Algo más acerca de las salidas:

Erraría quien supusiera que son tales salidas unívocas, inequívocas, y de unánime sentencia. Oh, no. Considérese a modo de ejemplo el despartimiento de algunos mitologemas. Y no pierdas de vista cuán varia y discorde a punto está de ser la compostura de los «yoes» confederados y pendencieros que todos juntos blasonan de tu nombre y apellido, como de un vanidoso y lábil canotier estival. A algunos lágrimas, singultos, pompa de consternaciones mocosas; pero a otros convendrán trompetas, gaseosas, sombreritos cónicos de papel: una vuelta por Italia. Pon atención: hay un «yo» tuyo vestido de negro, bien afeitado, de impecable gramática, el cual considerará de buen gusto, en cualquier circunstancia, conformarse a una almidonada compunción; pero tu «yo» mozo del lechero, aprendiz de panadero, electricista, ese es todo él leticia de alimentos, semen y excrementos.

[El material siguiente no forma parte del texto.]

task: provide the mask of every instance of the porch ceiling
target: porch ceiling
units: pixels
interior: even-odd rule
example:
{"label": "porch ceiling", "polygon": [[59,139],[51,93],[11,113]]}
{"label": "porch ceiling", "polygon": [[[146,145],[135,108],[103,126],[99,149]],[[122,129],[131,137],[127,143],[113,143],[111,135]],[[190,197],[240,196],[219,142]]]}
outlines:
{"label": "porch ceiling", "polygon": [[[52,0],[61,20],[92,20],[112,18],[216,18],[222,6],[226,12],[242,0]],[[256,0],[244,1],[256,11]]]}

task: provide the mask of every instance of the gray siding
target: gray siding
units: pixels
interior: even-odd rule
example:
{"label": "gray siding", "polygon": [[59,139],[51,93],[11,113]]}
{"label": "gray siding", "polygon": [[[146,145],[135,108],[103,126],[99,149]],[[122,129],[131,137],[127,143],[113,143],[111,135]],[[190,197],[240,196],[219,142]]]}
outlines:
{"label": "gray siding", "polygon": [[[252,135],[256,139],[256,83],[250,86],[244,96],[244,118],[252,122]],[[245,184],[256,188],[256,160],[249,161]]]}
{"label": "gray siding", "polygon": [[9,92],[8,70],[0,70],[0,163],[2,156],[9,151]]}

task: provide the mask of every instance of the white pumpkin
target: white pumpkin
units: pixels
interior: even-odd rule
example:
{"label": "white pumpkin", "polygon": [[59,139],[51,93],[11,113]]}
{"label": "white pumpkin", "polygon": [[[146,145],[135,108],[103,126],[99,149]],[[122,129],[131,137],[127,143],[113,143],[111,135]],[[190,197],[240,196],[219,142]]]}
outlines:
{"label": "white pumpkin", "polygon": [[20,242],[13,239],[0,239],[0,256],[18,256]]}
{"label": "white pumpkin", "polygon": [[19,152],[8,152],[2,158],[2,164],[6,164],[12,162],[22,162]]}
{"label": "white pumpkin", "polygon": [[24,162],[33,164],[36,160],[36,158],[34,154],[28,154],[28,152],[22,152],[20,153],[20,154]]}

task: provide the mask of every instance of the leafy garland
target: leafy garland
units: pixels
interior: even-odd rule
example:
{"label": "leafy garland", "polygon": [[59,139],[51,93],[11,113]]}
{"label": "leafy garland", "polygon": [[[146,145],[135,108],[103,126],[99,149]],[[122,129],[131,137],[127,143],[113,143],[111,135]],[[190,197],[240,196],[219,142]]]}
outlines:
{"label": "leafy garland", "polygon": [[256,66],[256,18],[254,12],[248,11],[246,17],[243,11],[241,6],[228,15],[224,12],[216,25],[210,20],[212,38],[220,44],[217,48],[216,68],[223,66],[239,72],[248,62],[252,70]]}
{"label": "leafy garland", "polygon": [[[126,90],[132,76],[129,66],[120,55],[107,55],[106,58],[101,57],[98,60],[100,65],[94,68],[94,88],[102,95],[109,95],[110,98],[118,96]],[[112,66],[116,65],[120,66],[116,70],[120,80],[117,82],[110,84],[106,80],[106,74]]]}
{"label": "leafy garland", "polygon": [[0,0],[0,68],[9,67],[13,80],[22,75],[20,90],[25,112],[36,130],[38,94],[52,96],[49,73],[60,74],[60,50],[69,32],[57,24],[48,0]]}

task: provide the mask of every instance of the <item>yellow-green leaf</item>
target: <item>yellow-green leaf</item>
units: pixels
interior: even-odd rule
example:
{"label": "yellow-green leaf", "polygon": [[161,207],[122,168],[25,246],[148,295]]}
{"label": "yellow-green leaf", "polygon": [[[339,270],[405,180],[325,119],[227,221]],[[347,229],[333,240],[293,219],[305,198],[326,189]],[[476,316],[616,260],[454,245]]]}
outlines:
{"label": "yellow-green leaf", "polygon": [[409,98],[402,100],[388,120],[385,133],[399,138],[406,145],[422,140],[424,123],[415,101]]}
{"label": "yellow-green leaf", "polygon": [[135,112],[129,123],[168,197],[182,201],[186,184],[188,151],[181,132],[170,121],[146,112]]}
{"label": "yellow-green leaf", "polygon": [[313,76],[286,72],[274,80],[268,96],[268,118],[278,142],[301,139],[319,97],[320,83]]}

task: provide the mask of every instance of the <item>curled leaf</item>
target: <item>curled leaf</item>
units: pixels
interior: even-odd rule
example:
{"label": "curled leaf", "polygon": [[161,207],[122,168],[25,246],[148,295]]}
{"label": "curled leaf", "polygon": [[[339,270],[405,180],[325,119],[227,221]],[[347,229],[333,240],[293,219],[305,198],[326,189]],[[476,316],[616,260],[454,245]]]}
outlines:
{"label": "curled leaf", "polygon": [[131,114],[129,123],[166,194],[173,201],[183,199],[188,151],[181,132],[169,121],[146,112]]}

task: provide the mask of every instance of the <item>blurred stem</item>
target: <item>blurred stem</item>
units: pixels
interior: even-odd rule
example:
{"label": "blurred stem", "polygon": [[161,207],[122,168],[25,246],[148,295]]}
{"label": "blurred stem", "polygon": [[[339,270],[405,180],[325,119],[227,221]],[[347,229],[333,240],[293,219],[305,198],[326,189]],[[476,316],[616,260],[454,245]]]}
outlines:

Ejemplo: marcha de la Gran Madre, evento curioso, dramático, no frecuentísimo, que hace que se ruboricen los bulbos de los fulmíneos cronistas.

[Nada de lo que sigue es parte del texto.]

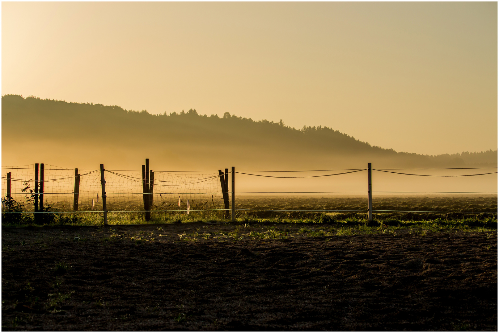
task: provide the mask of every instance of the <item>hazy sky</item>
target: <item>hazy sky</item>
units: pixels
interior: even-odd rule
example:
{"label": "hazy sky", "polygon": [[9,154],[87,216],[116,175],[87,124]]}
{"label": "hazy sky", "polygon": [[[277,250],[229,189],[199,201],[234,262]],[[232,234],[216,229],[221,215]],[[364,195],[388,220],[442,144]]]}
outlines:
{"label": "hazy sky", "polygon": [[[497,3],[6,2],[1,93],[497,148]],[[96,119],[98,121],[98,119]]]}

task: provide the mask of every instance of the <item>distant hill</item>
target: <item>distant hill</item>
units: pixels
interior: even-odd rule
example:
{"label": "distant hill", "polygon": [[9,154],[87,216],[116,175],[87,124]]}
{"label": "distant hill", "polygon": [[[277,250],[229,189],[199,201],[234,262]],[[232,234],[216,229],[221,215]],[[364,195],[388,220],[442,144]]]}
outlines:
{"label": "distant hill", "polygon": [[192,109],[153,115],[14,95],[2,97],[2,140],[4,165],[105,161],[131,167],[145,157],[197,169],[364,167],[368,162],[385,168],[495,167],[498,161],[497,150],[437,156],[398,152],[327,127],[297,129],[282,121],[254,121],[228,112],[222,118]]}

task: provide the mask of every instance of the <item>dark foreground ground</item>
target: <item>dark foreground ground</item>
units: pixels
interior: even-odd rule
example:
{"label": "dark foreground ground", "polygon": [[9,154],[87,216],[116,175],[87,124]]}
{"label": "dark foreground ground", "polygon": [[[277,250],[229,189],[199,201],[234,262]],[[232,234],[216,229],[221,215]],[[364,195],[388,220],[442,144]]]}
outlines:
{"label": "dark foreground ground", "polygon": [[498,329],[497,231],[159,226],[3,228],[2,330]]}

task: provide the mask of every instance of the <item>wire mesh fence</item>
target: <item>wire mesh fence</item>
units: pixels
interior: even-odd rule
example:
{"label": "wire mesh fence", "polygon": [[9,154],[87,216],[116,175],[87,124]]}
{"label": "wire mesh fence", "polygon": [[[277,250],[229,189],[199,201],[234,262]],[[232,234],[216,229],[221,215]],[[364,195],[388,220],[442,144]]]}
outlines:
{"label": "wire mesh fence", "polygon": [[[18,203],[23,203],[22,213],[34,213],[35,211],[33,193],[36,187],[35,181],[37,168],[40,168],[34,164],[27,165],[2,167],[1,190],[3,194],[2,201],[2,213],[8,213],[5,207],[7,199]],[[469,172],[469,169],[482,170]],[[497,168],[419,168],[419,169],[348,169],[320,170],[279,170],[275,171],[236,171],[235,174],[239,174],[245,177],[258,178],[266,177],[277,181],[279,179],[283,181],[290,181],[291,179],[314,179],[318,177],[333,177],[339,175],[351,177],[352,175],[359,174],[368,170],[396,174],[406,177],[422,176],[424,177],[463,177],[482,176],[497,174]],[[398,172],[401,170],[418,170],[410,172]],[[428,170],[451,170],[459,171],[459,174],[428,174]],[[229,191],[228,174],[221,176],[219,173],[199,172],[163,171],[154,172],[154,190],[152,194],[144,190],[144,170],[108,170],[104,171],[105,178],[105,196],[107,207],[104,208],[102,202],[102,188],[101,171],[99,169],[79,169],[62,168],[56,166],[45,164],[43,166],[43,175],[38,182],[38,188],[41,191],[43,188],[43,209],[49,212],[78,213],[102,213],[105,210],[109,212],[144,212],[158,213],[173,212],[189,214],[190,211],[203,212],[211,212],[220,213],[220,217],[227,217],[230,210],[228,197],[232,195],[286,195],[299,194],[304,196],[318,194],[336,194],[356,193],[368,195],[370,198],[372,193],[433,193],[433,194],[487,194],[496,195],[497,192],[480,191]],[[390,171],[389,171],[390,170]],[[424,171],[423,171],[424,170]],[[320,174],[309,173],[320,172]],[[417,173],[413,173],[417,172]],[[269,174],[269,173],[273,173]],[[294,174],[289,173],[297,173]],[[231,172],[229,172],[230,174]],[[464,173],[464,174],[463,174]],[[152,174],[151,173],[151,175]],[[225,176],[225,180],[224,180]],[[78,187],[76,186],[77,178]],[[151,186],[153,180],[151,179]],[[226,187],[223,183],[226,182]],[[76,193],[75,193],[75,192]],[[41,197],[41,193],[38,197]],[[151,199],[152,205],[145,205],[146,197]],[[226,197],[224,199],[224,196]],[[7,197],[8,197],[9,198]],[[231,198],[232,201],[232,198]],[[25,203],[25,204],[24,204]],[[482,214],[495,213],[497,215],[497,204],[495,209],[490,207],[486,209],[477,210],[472,206],[460,208],[454,207],[446,210],[428,209],[420,205],[416,209],[405,208],[401,209],[396,206],[378,207],[370,208],[367,206],[367,201],[363,201],[350,207],[336,205],[331,203],[324,204],[324,207],[305,205],[294,207],[290,205],[277,207],[275,201],[268,200],[267,202],[245,204],[244,202],[236,202],[235,211],[239,214],[253,212],[261,215],[261,212],[276,212],[291,214],[296,213],[327,213],[330,212],[345,213],[358,214],[366,214],[370,208],[371,212],[384,214],[386,212],[404,213],[451,213]],[[37,208],[38,206],[37,206]],[[233,207],[230,207],[231,209]],[[42,211],[39,209],[38,212]],[[16,211],[17,213],[20,211]],[[235,214],[235,213],[233,213]]]}
{"label": "wire mesh fence", "polygon": [[[59,212],[72,212],[75,200],[75,179],[79,173],[78,211],[102,212],[102,193],[99,170],[75,171],[45,164],[43,180],[43,205]],[[2,167],[2,193],[7,194],[9,173],[10,197],[25,201],[34,193],[35,165]],[[187,201],[192,210],[223,209],[223,199],[218,173],[155,171],[153,206],[151,210],[185,211]],[[143,211],[142,171],[105,171],[108,211]],[[41,186],[41,179],[39,183]],[[39,197],[41,196],[41,193]],[[2,209],[4,210],[3,205]],[[33,201],[25,205],[25,211],[34,212]]]}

La Gran Madre es, por lo general, sedentaria de culo enorme, en parte animal, en parte vegetal, prensil de seudópodos y raíces fusiformes: ama por lo tanto pudrirse en «yoes» ajenos; gusta enormemente de sus propias manidas efusiones, gourmande y caníbal de sí mismo; se hincha y se obstruye con su nutritivo líquido pútrido; y, carente de voz propia, se dice que se expresa mediante nuestras interiores ventosidades.

Pero hela aquí, arrastrando las venas varicosas eternas, acusadoras, la maraña de los ovarios, los filamentos de los dedos acariciadores, la boca golosa, las salivadas mucosas; gelatina de ubres con dientes. La pastorean a la estación milicianos sin madre, nacidos de camaleones aerófagos, la despegan del suelo con podaderas, obtusidad, obscenidad y oraciones. Y, entonces, verás a hombres cultos, melancólicos, nasales, ante su marcha lamentar la perdida infancia, declararse parcialmente muertos; todavía lamiscan, apresurados, la última cuajada leche del cuerpo informe; pero los patanes, irreligiosos e intolerantes, comentan de las luminarias, el ondear de orejas, las pedorretas. La Bisonte Matriarca se dilata a medida del vagón al que la han trasvasado; paralelepípedo de amor, delimitado por punteado de uñas, dientes, ojos. Rechinan las ruedas en el despartimiento y ya se derraman las latas de petróleo que aplicarán fuego a la desierta estación: quedan ralas hierbas casuales, dialectales.

Se dice, y parece razonamiento provocativo y horrendo, que acaece a algunos el resultar derrelictos a causa de su propia muerte, o más bien el expulsarla con infelicísimas astucias: a ello inducidos por las ilécebras del menos cierto y exigente connubio. Expélase la enorme, dactílica, fastuosa muerte, exacta ceremonia inscrita y descrita en las impersonales órdenes de servicio, la noble hembra, arcaica, de anchas espaldas; y en su lugar sucédala la muertucha, la mujeruca insidiosa, la acidiosa ramera, desechada por otros, húmeda de sudores preagónicos, frígida ante los orgasmos del coma, estéril ante el semen ballesteado por la nada. Una muertituta así no tienes por qué pagarla durante toda la vida, puedes conseguirla en el último momento; en la estación término del ánima pululan muerfurcias de precio mínimo.

Dicen que el hombre adúltero ante su propia muerte no posee extrínseca diferencia, no se distingue de manera alguna, no por la corbata deportivamente cromatizada, o por el distintivo ideológico, o por la foto de la pin-up pegada en el tafanario del alma. Pero no se duda de que, en la noche, entre las dos y las tres, junto a la mujer ignara e indiferente, horrendos terrores deban azotarlo, de que, de una u otra forma, él, el infiel, pueda morir sin muerte alguna; y míralo cómo intenta persuadirse de que es miedo vano, de que hoy la muerte puede encargarse por teléfono, es más, basta con asomarse a la ventana, verás a los esbeltos celebreros avanzar por las aceras, serviciales y silenciosos, basta un silbido, un ademán, tu mujer ni siquiera se despertará, la muerte te será llevada hasta el umbral de tu casa, hasta la puerta de tu habitación, sin duda habrá alguna medida no demasiado indecorosa para tu talla. Pero en el corazón de la noche, cuando incluso los tranvías meditan acerca de su propia agonía, tú temes quedarte sin muerte, y te preparas ya a mendigarla con abyecciones cualesquiera.